What a couple of weeks for DVD collections. They’re usually paced through the year until the Christmas rush, when the emphasis is on the new, the familiar and the cult. Well, Christmas came early this year for fans of classic cinema, and of course it hit while I’ve been traveling and have had less time than usual to explore them. So I’ve sampled my way through each of these sets, seeing two or three films from each collection and dipping my toe into the supplements (which is a moot point for some of them). I wish I’d had more time to view and more time to reflect and write, but as I’ve got a single weekend before I’m off again, I’m going to get through these before they are completely outdated. I present them chronologically: oldest films to most recent.
Presenting Sacha Guitry (Eclipse Series 22) (Criterion)

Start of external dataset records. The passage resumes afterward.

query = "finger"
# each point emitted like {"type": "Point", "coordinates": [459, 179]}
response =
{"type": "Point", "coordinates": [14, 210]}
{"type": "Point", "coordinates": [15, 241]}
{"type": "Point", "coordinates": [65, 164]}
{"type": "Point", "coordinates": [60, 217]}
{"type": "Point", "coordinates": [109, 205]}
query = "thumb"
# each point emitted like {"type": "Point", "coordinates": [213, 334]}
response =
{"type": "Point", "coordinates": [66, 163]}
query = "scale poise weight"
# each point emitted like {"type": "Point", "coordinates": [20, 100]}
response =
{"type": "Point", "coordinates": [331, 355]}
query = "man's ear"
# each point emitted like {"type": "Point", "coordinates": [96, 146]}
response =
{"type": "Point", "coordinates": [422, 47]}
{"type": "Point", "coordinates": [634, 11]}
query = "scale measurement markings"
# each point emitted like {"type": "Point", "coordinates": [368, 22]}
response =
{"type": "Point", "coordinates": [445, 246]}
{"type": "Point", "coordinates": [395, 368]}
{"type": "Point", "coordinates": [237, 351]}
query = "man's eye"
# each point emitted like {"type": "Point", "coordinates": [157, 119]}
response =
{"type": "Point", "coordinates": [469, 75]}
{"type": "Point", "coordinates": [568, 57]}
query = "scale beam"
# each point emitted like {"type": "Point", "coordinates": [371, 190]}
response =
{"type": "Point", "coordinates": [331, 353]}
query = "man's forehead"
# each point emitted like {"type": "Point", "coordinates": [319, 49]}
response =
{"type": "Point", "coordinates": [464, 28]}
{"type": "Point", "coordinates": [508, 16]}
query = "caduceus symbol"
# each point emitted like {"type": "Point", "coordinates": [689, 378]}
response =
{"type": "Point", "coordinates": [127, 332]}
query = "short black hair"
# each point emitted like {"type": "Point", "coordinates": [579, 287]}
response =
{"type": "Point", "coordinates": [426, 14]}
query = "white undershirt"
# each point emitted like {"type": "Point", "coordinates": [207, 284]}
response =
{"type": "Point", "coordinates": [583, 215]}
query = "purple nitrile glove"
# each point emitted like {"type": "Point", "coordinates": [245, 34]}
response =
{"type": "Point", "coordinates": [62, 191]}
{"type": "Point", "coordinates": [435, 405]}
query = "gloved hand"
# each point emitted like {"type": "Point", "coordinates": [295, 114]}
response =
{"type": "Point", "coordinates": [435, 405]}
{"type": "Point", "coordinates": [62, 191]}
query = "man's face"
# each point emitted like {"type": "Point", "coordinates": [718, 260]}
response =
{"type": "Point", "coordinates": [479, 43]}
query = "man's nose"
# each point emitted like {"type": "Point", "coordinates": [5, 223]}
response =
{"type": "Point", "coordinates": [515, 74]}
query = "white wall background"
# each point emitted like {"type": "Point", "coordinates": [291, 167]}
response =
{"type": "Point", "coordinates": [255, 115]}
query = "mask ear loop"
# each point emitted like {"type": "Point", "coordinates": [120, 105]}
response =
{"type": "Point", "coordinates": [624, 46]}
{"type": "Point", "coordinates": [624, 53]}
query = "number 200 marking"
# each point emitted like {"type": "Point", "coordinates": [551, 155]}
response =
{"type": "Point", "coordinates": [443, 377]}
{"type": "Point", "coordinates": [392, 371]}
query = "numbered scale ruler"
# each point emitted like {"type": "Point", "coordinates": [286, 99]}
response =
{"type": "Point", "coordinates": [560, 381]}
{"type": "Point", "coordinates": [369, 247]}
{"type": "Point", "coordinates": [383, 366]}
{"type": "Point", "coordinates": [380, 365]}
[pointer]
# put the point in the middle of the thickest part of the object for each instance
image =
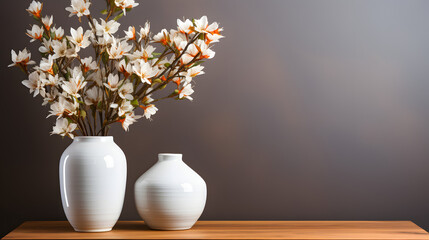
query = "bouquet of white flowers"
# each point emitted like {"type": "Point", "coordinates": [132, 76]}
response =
{"type": "Point", "coordinates": [88, 94]}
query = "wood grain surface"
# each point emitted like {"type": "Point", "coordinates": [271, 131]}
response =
{"type": "Point", "coordinates": [232, 230]}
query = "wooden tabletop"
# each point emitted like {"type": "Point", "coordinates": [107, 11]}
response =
{"type": "Point", "coordinates": [233, 230]}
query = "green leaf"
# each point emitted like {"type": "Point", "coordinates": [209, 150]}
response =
{"type": "Point", "coordinates": [119, 16]}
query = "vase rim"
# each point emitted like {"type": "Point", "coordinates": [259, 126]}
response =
{"type": "Point", "coordinates": [93, 138]}
{"type": "Point", "coordinates": [169, 156]}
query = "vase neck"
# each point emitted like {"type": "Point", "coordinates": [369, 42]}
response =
{"type": "Point", "coordinates": [93, 139]}
{"type": "Point", "coordinates": [169, 157]}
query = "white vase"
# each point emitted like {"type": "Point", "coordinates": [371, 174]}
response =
{"type": "Point", "coordinates": [93, 173]}
{"type": "Point", "coordinates": [170, 195]}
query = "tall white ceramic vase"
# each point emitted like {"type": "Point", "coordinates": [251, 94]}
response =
{"type": "Point", "coordinates": [170, 195]}
{"type": "Point", "coordinates": [93, 172]}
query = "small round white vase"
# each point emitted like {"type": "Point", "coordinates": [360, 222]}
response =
{"type": "Point", "coordinates": [170, 195]}
{"type": "Point", "coordinates": [93, 173]}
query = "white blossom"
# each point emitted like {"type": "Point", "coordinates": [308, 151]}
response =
{"type": "Point", "coordinates": [58, 33]}
{"type": "Point", "coordinates": [79, 8]}
{"type": "Point", "coordinates": [144, 31]}
{"type": "Point", "coordinates": [142, 54]}
{"type": "Point", "coordinates": [80, 39]}
{"type": "Point", "coordinates": [64, 128]}
{"type": "Point", "coordinates": [88, 64]}
{"type": "Point", "coordinates": [186, 91]}
{"type": "Point", "coordinates": [35, 33]}
{"type": "Point", "coordinates": [61, 50]}
{"type": "Point", "coordinates": [46, 46]}
{"type": "Point", "coordinates": [34, 83]}
{"type": "Point", "coordinates": [46, 65]}
{"type": "Point", "coordinates": [47, 22]}
{"type": "Point", "coordinates": [145, 71]}
{"type": "Point", "coordinates": [35, 8]}
{"type": "Point", "coordinates": [131, 33]}
{"type": "Point", "coordinates": [192, 72]}
{"type": "Point", "coordinates": [125, 68]}
{"type": "Point", "coordinates": [106, 29]}
{"type": "Point", "coordinates": [93, 96]}
{"type": "Point", "coordinates": [149, 110]}
{"type": "Point", "coordinates": [52, 80]}
{"type": "Point", "coordinates": [125, 4]}
{"type": "Point", "coordinates": [75, 84]}
{"type": "Point", "coordinates": [162, 37]}
{"type": "Point", "coordinates": [126, 90]}
{"type": "Point", "coordinates": [128, 119]}
{"type": "Point", "coordinates": [22, 58]}
{"type": "Point", "coordinates": [202, 26]}
{"type": "Point", "coordinates": [113, 82]}
{"type": "Point", "coordinates": [124, 108]}
{"type": "Point", "coordinates": [118, 49]}
{"type": "Point", "coordinates": [63, 107]}
{"type": "Point", "coordinates": [191, 52]}
{"type": "Point", "coordinates": [185, 27]}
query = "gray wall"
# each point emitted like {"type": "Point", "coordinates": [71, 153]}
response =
{"type": "Point", "coordinates": [310, 110]}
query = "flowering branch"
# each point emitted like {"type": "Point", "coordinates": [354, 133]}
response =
{"type": "Point", "coordinates": [88, 94]}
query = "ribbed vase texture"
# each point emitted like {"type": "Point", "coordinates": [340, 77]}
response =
{"type": "Point", "coordinates": [93, 172]}
{"type": "Point", "coordinates": [170, 195]}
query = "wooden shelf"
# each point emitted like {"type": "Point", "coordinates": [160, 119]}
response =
{"type": "Point", "coordinates": [233, 230]}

How did the reputation of actor, playwright and filmmaker Sacha Guitry, once the toast of French theater and cinema and popular culture, so slip into obscurity over the years? In the United States, at the very least, he is barely a footnote and his films all but impossible to see. This box set of four comedies from the thirties, written and directed by leading man and defining personality Guitry, goes a long way to correcting both oversights. The Story of a Cheat (1936) takes the idea of narration to a new level in a comic memoir of a reluctant scoundrel (“What have I done to the Lord that people constantly solicit me to engage in crime?”) recounting his life in snappy flashbacks with running commentary. The visual credits sequence alone (which surely inspired Orson Welles’ visionary trailer to Citizen Kane) is a treat. The Pearls of the Crown is even an even more intricately cut bauble of a lark, a tale that bounds through history (and multiple languages) and over the globe to trace the journeys of seven perfect pearls, and once again teases the audience with its tongue-in-cheek storytelling and droll self-awareness when it comes to actors playing multiple roles.